Published on

SMS OTPs: Bad for Security, Architecture, Engineering, and Call Centres

Authors
  • avatar
    Name
    Mark Williams
    Twitter

Overview

Unfortunately SMS OTPs -- and even email OTPs/magic links -- are still common in customer identity. Why? Most companies collect their customers' phone numbers and/or email addresses, and hence adding an OTP for MFA or step up authentication is relatively simple. Few companies want the high friction of using Google/MS Authenticator or creating their own authentication app, passkeys are still new and complex, and hardware tokens add a huge overhead/cost for both companies and customers.

The security problems of SMS OTPs are well known: The SS7 network is notoriously insecure, SIM cards can be cloned, mobile phone network retailers can be tricked into issuing new SIM cards to attackers, there is no end-to-end encryption of SMSs, mobile phones can be hacked, SMS OTPs aren't phishing resistant authentication factors, and SMS OTPs enable toll fraud attacks. Still, SMS OTPs offer better security than a simple password, and email OTPs are less secure due to the fact that an email account is easier to take over than a mobile phone.

Likewise, email OTPs aren't a good idea whereby customers can reset their password by an email magic link, which means that attackers only need to compromise an email account to reset a customer's password, then log in with their password and an email OTP.

Architecture, Engineering, and Call Centres

There are other problems with SMS OTPs, too. Architecturally, companies require a means by which phone numbers are included in a customer's profile when provisioning a customer into an IdP. The phone number must also be enabled as an authentication factor. But what if a customer changes their phone number? Then companies require a means by which a customer's phone number can be updated in the IdP, by self service (e.g., in a mobile app) or by the call centre.

Typically changing a customer's phone number requires APIs and integration with the IdP/CRM. What if some customers don't have a phone number? Now one must decide if the customer is provisioned, can fall back to an email OTP, or can simply add their mobile phone after successfully authenticating with a password... and the company's CRM is updated with the phone number. Moreover, call centres also need identity verification systems and processes to prevent attackers from updating a customer's phone number, then logging in as the customer.

Many IdPs -- e.g., Okta, Auth0 -- will require that the phone number is in the E.164 format. Your CRM should also include data integrity rules around the length and composition of the phone number. Likewise, some IdPs will even reject a phone number being added to a customer's profile is the phone number is not in an allocated range, or if the phone number has been used for fraudulent activities.

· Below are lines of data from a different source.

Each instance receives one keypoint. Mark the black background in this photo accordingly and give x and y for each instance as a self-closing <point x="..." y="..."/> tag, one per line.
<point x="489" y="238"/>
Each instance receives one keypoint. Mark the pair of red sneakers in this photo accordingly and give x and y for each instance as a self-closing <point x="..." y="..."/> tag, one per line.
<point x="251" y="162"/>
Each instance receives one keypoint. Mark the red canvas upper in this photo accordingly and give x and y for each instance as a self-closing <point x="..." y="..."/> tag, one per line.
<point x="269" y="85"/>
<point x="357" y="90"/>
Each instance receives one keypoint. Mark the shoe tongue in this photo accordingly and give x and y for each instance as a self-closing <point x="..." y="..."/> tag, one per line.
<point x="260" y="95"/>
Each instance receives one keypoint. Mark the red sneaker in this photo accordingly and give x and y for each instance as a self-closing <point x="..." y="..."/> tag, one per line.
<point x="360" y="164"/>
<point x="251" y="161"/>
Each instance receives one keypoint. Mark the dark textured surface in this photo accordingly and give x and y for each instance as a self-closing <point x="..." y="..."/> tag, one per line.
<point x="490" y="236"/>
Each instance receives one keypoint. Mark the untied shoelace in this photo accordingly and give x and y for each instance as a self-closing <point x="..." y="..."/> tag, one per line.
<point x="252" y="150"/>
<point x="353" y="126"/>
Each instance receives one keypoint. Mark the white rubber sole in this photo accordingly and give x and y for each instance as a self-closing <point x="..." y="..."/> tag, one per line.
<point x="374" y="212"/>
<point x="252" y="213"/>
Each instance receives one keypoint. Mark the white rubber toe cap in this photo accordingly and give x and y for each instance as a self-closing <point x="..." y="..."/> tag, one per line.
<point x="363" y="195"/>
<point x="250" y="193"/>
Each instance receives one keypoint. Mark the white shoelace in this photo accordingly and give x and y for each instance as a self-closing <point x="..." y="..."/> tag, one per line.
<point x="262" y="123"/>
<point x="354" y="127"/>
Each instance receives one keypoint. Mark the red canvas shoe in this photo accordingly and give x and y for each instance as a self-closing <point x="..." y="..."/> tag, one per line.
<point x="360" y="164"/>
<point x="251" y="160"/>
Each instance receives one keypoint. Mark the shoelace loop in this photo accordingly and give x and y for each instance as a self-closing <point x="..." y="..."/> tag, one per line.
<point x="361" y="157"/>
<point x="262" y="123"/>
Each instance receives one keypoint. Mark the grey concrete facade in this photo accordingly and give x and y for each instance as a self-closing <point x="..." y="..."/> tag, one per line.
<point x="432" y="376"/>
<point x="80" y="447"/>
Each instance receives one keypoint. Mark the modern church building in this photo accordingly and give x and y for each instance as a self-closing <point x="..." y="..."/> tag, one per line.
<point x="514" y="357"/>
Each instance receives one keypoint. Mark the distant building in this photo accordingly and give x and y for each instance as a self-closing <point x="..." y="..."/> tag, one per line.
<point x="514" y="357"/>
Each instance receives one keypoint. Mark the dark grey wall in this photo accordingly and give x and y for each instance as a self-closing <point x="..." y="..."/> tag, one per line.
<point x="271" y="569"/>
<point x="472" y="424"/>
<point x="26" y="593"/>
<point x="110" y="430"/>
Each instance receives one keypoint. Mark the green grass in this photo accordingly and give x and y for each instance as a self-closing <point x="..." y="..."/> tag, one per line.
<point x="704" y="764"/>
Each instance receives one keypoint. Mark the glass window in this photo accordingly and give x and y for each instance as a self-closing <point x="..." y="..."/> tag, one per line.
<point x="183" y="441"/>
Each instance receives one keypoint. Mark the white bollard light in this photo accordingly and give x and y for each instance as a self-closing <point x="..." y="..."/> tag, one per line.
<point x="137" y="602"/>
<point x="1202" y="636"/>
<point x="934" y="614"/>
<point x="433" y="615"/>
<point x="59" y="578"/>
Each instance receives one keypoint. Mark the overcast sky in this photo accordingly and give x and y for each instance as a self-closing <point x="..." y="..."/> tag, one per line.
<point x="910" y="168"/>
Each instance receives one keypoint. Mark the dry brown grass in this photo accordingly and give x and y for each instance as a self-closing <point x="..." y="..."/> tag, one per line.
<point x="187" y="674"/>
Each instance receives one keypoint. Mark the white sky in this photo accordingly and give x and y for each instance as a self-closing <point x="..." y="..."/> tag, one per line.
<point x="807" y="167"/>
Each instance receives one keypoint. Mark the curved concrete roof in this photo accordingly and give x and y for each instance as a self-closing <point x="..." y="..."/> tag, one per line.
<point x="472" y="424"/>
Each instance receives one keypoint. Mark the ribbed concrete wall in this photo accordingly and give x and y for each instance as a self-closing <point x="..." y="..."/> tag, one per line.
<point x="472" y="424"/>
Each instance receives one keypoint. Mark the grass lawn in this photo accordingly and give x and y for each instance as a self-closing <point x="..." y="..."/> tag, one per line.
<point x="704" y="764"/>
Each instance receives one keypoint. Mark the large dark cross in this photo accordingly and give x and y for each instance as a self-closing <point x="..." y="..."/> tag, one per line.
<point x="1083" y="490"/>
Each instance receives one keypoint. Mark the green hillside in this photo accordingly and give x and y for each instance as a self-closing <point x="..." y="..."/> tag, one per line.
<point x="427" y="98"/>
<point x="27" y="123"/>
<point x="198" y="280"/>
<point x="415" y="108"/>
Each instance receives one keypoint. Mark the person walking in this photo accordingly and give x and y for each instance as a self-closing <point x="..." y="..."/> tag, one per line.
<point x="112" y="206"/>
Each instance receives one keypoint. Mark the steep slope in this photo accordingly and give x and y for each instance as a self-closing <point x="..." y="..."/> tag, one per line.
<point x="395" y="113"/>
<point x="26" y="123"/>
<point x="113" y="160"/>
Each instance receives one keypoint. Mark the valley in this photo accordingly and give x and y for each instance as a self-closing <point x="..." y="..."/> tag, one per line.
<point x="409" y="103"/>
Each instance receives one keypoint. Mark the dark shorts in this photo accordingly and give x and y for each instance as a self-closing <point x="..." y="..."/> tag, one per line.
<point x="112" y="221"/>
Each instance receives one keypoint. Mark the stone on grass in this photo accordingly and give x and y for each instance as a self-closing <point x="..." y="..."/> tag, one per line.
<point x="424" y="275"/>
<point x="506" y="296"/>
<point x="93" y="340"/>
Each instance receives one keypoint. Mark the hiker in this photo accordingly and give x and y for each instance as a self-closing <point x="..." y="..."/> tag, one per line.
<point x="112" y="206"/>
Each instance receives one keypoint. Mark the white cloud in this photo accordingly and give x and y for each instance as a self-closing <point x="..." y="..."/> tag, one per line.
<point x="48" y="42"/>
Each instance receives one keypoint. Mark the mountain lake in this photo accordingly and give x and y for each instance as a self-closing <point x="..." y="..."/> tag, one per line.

Should companies verify a customer's phone number? Many companies do not, because email addresses tend to be verified for communications and account/password reset flows, and verifying a phone number in addition is seen as too much friction. Without verifying customers' phone numbers, one can never be sure that the phone number entered is correct.

What about cost? Each SMS OTP will incur a cost. Multiplied by the number of unique logins per year, this can end up costing companies tens or hundreds of thousands of dollars.

What about enabling your SMS provider for overseas phone numbers? Your SMS provider may request you to raise a request for each overseas country to meet the country's regulatory requirements. Let's not even discuss how SMSs are a best effort service.

SMS OTP Implementations

Any SMS OTP implementation also needs to deal with basic security controls:

  • How many unsuccessful OTP attempts are allowed?
  • What does one do if too many attempts are tried? Lock out the authentication factor? Lock the account?
  • Any custom implementation without an IdP must ensure that the password factor, then SMS OTP are sequenced correctly. That is, attackers cannot bypass the password factor and go straight to an SMS OTP. Engineering must deisgn a solution such that the API receiving the entered OTP is on the public Internet but cannot be used without successfully authenticating with a password.